Talk about expanding the definition of taxable property. Los Angeles County Assessor Rick Auerbach wanted to tax eight satellites that hover 22,000 miles over the earth. Auerbach came across the satellites during a routine audit of Hughes Electronics. He figured they were fair game, since they were owned by a business based in the county and no other jurisdiction was taxing them.
The California State Board of Equalization, however, decided to extend the doctrine of "no taxation without representation" into outer space. It blocked Auerbach's proposal.
Not that Auerbach's idea was totally pie-in-the-sky. In researching the issue, Auerbach noted a precedent in which a court allowed his office to tax property belonging to the Ice Capades, even though the skaters spend most of their time outside of Los Angeles County.

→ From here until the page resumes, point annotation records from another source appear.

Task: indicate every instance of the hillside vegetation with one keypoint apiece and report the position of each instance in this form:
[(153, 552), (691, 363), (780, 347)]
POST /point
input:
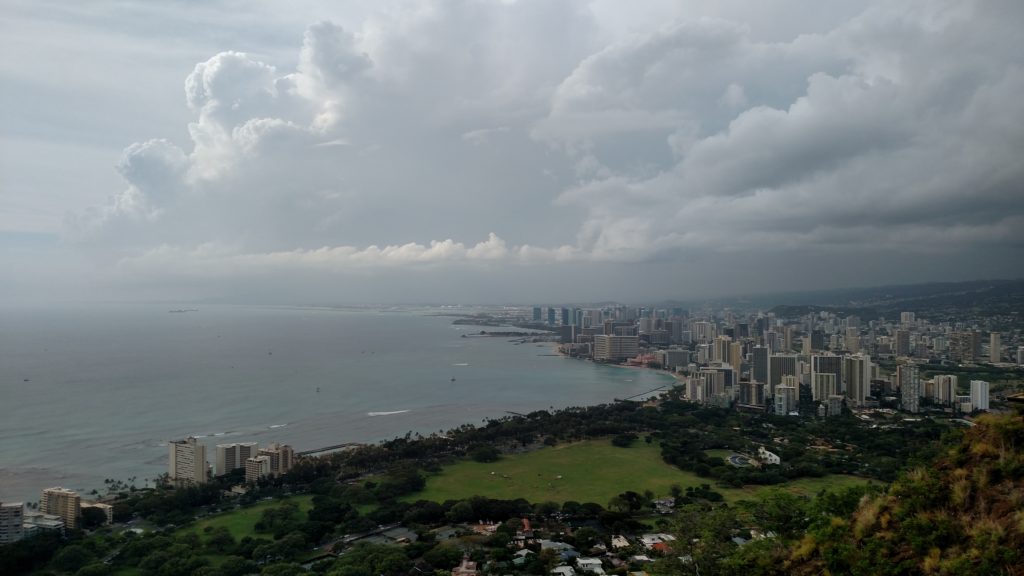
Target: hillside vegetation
[(963, 515)]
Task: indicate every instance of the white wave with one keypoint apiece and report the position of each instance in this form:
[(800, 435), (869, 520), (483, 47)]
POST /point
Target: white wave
[(386, 413)]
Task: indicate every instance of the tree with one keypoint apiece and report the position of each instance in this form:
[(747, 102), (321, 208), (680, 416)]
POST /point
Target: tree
[(484, 453), (73, 558), (94, 569), (93, 518), (220, 540)]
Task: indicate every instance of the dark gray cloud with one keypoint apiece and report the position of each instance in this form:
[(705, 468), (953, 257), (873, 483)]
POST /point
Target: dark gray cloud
[(460, 145)]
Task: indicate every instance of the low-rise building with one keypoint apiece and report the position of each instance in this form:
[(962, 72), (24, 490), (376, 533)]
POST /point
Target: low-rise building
[(11, 519), (767, 457), (257, 467), (105, 508)]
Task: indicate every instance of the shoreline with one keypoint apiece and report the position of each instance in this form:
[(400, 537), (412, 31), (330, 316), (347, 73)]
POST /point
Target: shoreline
[(505, 378)]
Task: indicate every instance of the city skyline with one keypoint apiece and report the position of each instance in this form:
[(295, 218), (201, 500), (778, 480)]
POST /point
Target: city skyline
[(487, 152)]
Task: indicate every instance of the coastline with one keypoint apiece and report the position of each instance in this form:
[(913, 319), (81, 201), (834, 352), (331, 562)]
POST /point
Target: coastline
[(119, 420)]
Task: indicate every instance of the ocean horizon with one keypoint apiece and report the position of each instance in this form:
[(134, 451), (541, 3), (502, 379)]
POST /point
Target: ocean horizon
[(92, 393)]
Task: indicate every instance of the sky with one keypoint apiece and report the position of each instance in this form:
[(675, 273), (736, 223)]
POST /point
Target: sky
[(483, 152)]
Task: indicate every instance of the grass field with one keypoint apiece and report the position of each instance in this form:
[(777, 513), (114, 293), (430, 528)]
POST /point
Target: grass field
[(240, 522), (587, 471)]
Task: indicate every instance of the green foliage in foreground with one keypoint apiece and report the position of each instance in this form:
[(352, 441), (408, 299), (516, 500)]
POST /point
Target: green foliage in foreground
[(588, 471), (242, 522)]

The county attorney's office agreed with Auerbach's reasoning, as did staff with the Board of Equalization, which oversees collection of California's sales and use taxes.
State Treasurer Kathleen Connell, however, who sits on the board, convinced a majority of its members "that there should be language adopted in the tax code, that satellites in outer space have no tax status in California," according to a board spokesman. The board will hold a public hearing on the matter this month, with final language expected about a month later. Auerbach is not expected to challenge the final rule.
"The county can't provide any services to these satellites," conceded an Auerbach assistant. "They're not even over California."